THE
WAR IS OVER (comisariada por Óscar Alonso
Molina)
GALERÍA JOSÉ ROBLES:
13/06/12-27/07/12
Si hay un concepto fundamental en
la estética idealista –estética que, se quiera o no, vertebra todavía hoy la
práctica artística- es el de sublime. Y es que, nacida la Estética para
solventar la acuciante necesidad de cerrar la herida ontológica que se cernía sobre
toda posibilidad de conocimiento (del yo, del mundo y del alma), lo sublime
remite al límite al que es lanzado toda posibilidad de representación, toda
posibilidad de hallar consistencia epistémica.

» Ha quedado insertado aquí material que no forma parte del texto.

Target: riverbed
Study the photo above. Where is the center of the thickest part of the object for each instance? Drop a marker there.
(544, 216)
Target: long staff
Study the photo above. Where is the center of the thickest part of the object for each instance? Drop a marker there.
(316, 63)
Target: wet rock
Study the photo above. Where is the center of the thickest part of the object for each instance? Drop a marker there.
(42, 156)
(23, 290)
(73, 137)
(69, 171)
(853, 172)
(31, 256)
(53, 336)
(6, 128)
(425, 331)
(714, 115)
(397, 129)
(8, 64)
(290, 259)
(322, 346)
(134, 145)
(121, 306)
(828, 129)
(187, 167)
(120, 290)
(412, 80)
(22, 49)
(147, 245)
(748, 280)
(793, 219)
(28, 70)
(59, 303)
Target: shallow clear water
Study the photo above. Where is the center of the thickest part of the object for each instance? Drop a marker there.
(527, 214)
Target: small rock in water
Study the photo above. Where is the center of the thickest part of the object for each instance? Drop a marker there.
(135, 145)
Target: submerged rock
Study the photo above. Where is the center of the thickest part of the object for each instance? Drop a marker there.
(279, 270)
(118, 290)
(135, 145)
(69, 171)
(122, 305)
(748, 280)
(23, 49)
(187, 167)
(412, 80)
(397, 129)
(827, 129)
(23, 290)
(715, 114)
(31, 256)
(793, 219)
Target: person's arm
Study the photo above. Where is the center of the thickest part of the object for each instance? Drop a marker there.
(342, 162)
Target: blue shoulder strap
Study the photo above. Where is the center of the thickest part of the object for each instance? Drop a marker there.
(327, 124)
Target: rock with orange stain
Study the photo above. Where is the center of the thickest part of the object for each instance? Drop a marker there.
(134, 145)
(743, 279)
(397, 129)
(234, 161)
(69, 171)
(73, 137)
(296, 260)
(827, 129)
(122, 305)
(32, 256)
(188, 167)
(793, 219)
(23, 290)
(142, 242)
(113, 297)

Sublime alude al desgarro, al
fondo de contraste sobre el que es lanzada la lógica de la identidad que -desde
Platón hasta hace medio siglo-
funcionaba como paradigma dentro de la filosofía.
Así, si la representación alude
al juego de presencias, lo sublime remite al campo donde la imaginación desbarra,
donde entra en conflicto con la lógica de las presencias y las representaciones.
Y es que en toda representación, en todo traer-a-la-presencia, existe un
exceso, un ir más allá de esa operación de presentabilidad: ahí donde ausencia
y presencia se confabulan, ahí donde –en el esquema kantiano- no hay concepto
para una experiencia determinada, ahí donde lo humano apunta a su inhumanidad,
donde la representación se desgarra, donde la ética se halla herida de muerte
Kant tuvo que vérselas con este
problema consustancial a la Estética misma apelando para su solución a un nuevo
arte sublime. Dicho arte juega en dos planos: si en el primero argumenta la
imposibilidad misma de la representación, en el segundo hace remitir a la
cuestión a un asunto ético, donde la noción de digno e indigno viene a ocupar
el primer plano. La imaginación, llevada más allá de sus dominios, se resuelve
impotente para comprender de manera positiva las Ideas de la razón y es
conducida a ver en el espectáculo sublime una presentación negativa de dichas
Ideas encargadas de elevarnos más allá del orden de la naturaleza fenomenológica.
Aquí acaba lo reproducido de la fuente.